Data from: Cardiac and skeletal muscle effects in the randomized HOPE-Duchenne trial

Objective: To assess the feasibility, safety, and efficacy of intracoronary allogeneic cardiosphere-derived cells (CAP-1002) in patients with Duchenne muscular dystrophy (DMD). Methods: The Halt Cardiomyopathy Progression (HOPE)-Duchenne trial is a phase I/II, randomized, controlled, open-label trial (NCT02485938). Patients with DMD >12 years old, with substantial myocardial fibrosis, were randomized (1:1) to usual care (control) or global intracoronary infusion of CAP-1002 (75 million cells). Participants were enrolled at 3 US medical centers between January and August 2016 and followed for 12 months. An independent Data and Safety Monitoring Board provided safety oversight. Cardiac function and structure were assessed by MRI, and analyzed by a blinded core laboratory. Skeletal muscle function was assessed by performance of the upper limb (PUL). Results: Twenty-five eligible patients (mean age 17.8 years; 68% wheelchair-dependent) were randomized to CAP-1002 (n = 13) or control (n = 12). Incidence of treatment-emergent adverse events was similar between groups. Compared to baseline, MRI at 12 months revealed significant scar size reduction and improvement in inferior wall systolic thickening in CAP-1002 but not control patients. Mid-distal PUL improved at 12 months in 8 of 9 lower functioning CAP-1002 patients, and no controls (p = 0.007). Conclusions: Intracoronary CAP-1002 in DMD appears safe and demonstrates signals of efficacy on both cardiac and upper limb function for up to 12 months. Thus, future clinical research on CAP-1002 treatment of DMD cardiac and skeletal myopathies is warranted. Classification of evidence: This phase I/II study provides Class II evidence that for patients with DMD, intracoronary CAP-1002 is feasible and appears safe and potentially effective.

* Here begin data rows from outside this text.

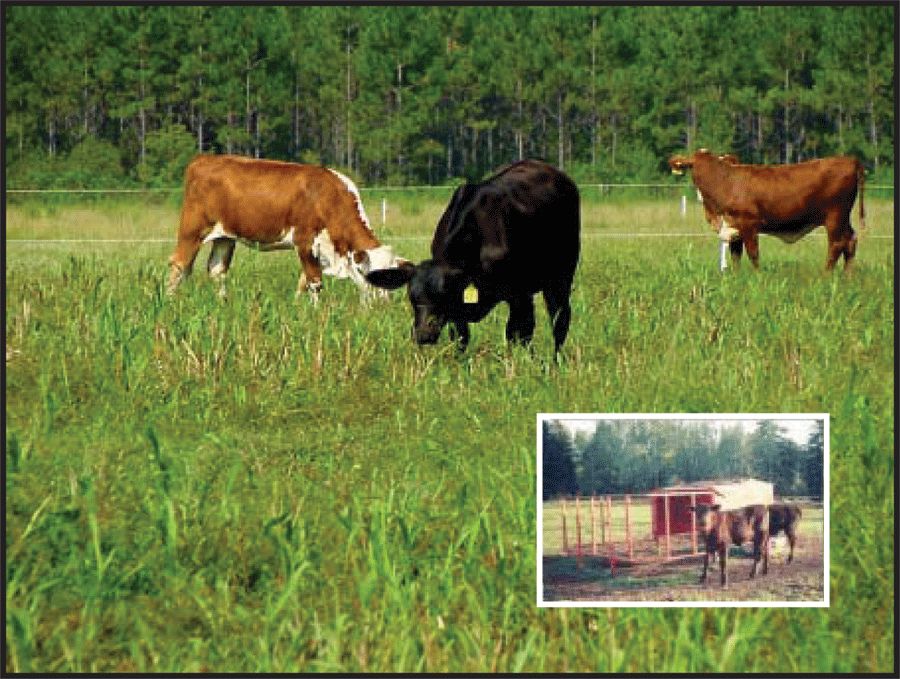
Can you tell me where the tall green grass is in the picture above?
[5,201,894,673]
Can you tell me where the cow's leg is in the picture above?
[206,238,234,299]
[166,204,211,295]
[544,282,572,358]
[294,228,322,305]
[825,216,856,273]
[506,295,534,344]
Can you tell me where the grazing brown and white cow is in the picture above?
[669,149,865,270]
[691,504,769,587]
[769,504,802,563]
[168,155,402,302]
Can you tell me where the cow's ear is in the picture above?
[366,261,416,290]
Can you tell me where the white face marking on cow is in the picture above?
[312,229,350,278]
[762,224,819,245]
[203,222,237,244]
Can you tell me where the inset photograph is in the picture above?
[537,414,829,607]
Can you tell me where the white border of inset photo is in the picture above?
[535,413,831,608]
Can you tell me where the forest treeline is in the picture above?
[3,3,895,188]
[542,420,825,500]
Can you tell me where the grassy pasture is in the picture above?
[542,498,825,603]
[5,189,894,673]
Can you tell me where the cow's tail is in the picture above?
[856,161,866,231]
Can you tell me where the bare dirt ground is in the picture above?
[543,538,826,606]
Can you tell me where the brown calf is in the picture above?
[691,504,769,587]
[169,156,398,301]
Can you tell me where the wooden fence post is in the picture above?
[625,495,634,559]
[606,495,616,575]
[575,491,581,570]
[691,493,697,554]
[559,497,569,554]
[663,495,672,559]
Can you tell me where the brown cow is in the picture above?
[669,149,865,270]
[769,504,802,563]
[168,155,402,302]
[691,504,769,587]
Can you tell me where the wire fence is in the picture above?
[5,183,894,245]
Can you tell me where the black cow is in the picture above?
[366,159,581,352]
[769,504,802,563]
[691,504,769,587]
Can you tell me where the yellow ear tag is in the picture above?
[463,283,478,304]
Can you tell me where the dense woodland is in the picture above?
[542,420,825,500]
[4,3,895,188]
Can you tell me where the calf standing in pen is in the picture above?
[691,504,769,587]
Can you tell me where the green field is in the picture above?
[5,197,894,673]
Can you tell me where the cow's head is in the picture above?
[691,504,722,533]
[669,156,694,175]
[366,259,469,345]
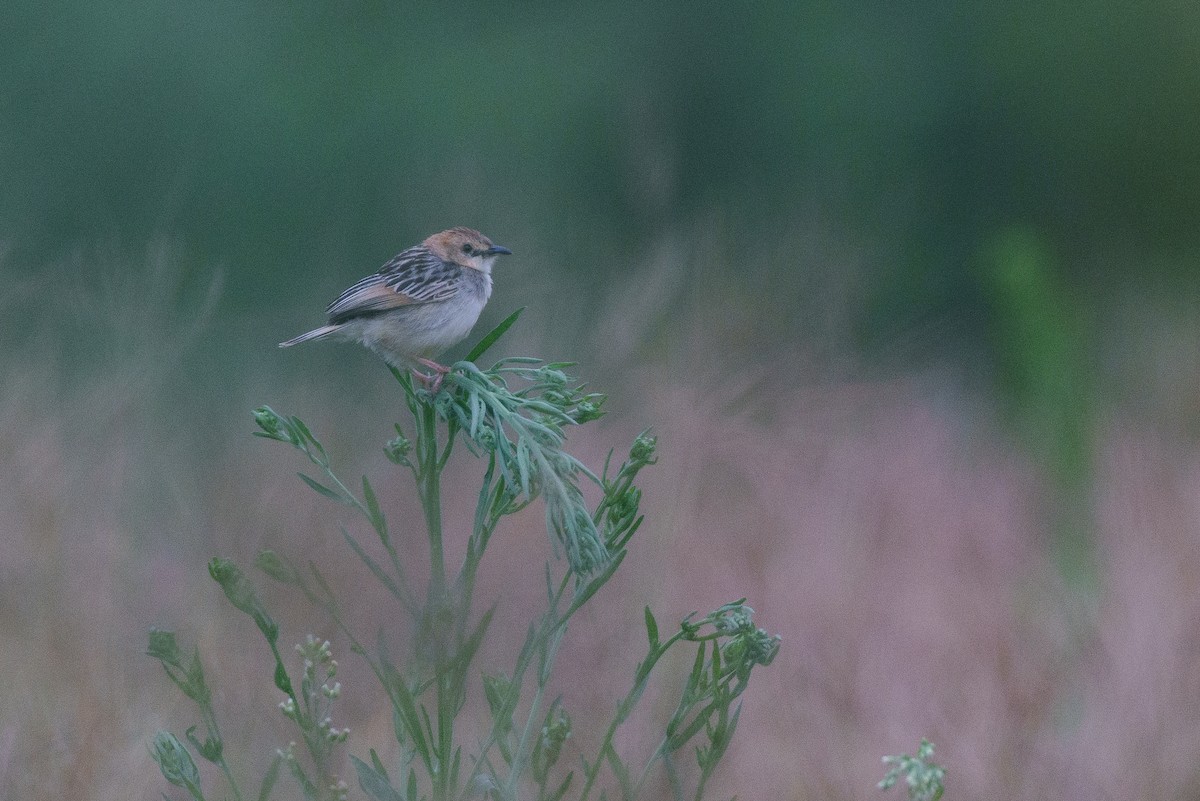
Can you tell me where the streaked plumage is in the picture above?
[280,228,510,368]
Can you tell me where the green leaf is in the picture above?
[146,628,184,667]
[463,306,524,362]
[337,526,408,606]
[254,549,298,584]
[362,476,388,537]
[646,607,659,649]
[350,754,404,801]
[296,472,349,505]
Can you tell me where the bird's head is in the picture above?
[422,228,512,273]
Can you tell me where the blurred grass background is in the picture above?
[7,0,1200,799]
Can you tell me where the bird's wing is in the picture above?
[325,246,462,325]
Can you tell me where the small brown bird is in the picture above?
[280,228,512,390]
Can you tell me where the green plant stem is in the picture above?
[200,704,244,801]
[580,632,683,801]
[419,404,449,610]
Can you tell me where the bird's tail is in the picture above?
[280,325,342,348]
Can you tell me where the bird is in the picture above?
[280,227,512,392]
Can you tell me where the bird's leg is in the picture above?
[413,356,450,395]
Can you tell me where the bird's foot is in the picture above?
[413,357,450,395]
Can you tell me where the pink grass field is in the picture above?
[0,247,1200,801]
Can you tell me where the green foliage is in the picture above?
[149,314,780,801]
[878,739,946,801]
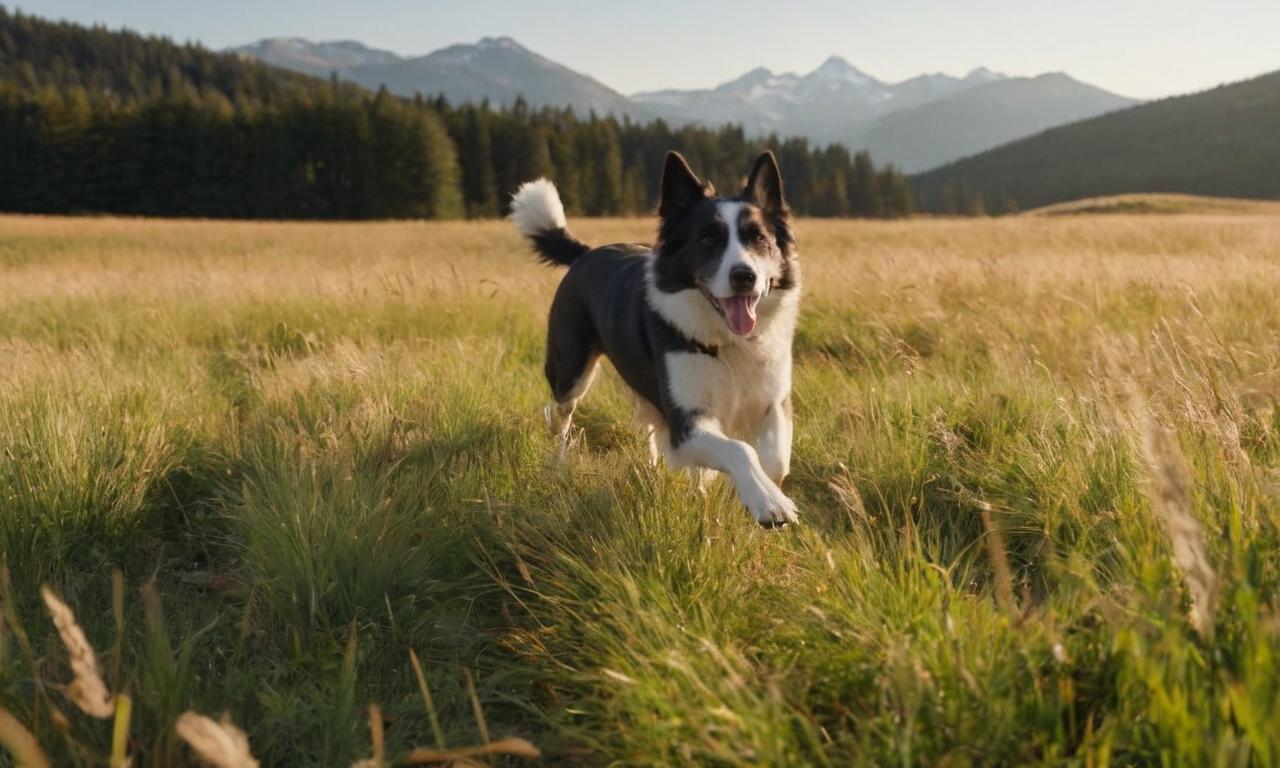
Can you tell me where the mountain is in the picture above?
[852,73,1135,173]
[233,37,637,115]
[233,37,1134,172]
[232,37,402,77]
[631,56,1004,146]
[913,72,1280,212]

研究目的：评估冠状动脉内输注同种异体心肌球来源细胞（cardiosphere-derived cells, CAP-1002）用于杜氏肌营养不良症（Duchenne muscular dystrophy, DMD）患者的可行性、安全性与有效性。 研究方法：本研究为抑制心肌病进展（Halt Cardiomyopathy Progression, HOPE）-Duchenne试验，属于I/II期随机对照开放标签临床试验（临床试验注册号：NCT02485938）。纳入年龄＞12岁、存在显著心肌纤维化的DMD患者，按1:1比例随机分配至常规治疗对照组，或CAP-1002冠状动脉内全域输注组（细胞剂量为7500万个）。研究于2016年1月至8月在美国3家医学中心招募受试者，随访周期为12个月。独立数据与安全监查委员会负责全程安全性监查。采用磁共振成像（Magnetic Resonance Imaging, MRI）评估心脏结构与功能，由设盲的核心实验室完成数据分析。上肢功能评估采用上肢性能测试（Performance of Upper Limb, PUL）。 研究结果：共计25名符合入组标准的患者（平均年龄17.8岁；68%需依赖轮椅）被随机分配至CAP-1002组（n=13）与对照组（n=12）。两组治疗期间出现的不良事件发生率无显著差异。与基线水平相比，CAP-1002组患者在随访12个月时的MRI结果显示心肌瘢痕面积显著缩小，下壁收缩增厚功能得到改善，而对照组未出现上述变化。在9名基础功能较低下的CAP-1002组患者中，有8名患者的中远端上肢功能在12个月时得到改善，对照组则无此类改善（p=0.007）。 研究结论：冠状动脉内输注CAP-1002用于DMD患者的治疗具备可行性，且安全性良好，在长达12个月的随访周期内显示出对心脏功能与上肢功能的改善信号。因此，后续针对CAP-1002治疗DMD相关心脏及骨骼肌病变的临床研究具有开展价值。 证据分类：本项I/II期研究提供了II类证据，表明对于DMD患者，冠状动脉内输注CAP-1002具备可行性，且安全性良好，潜在有效性显著。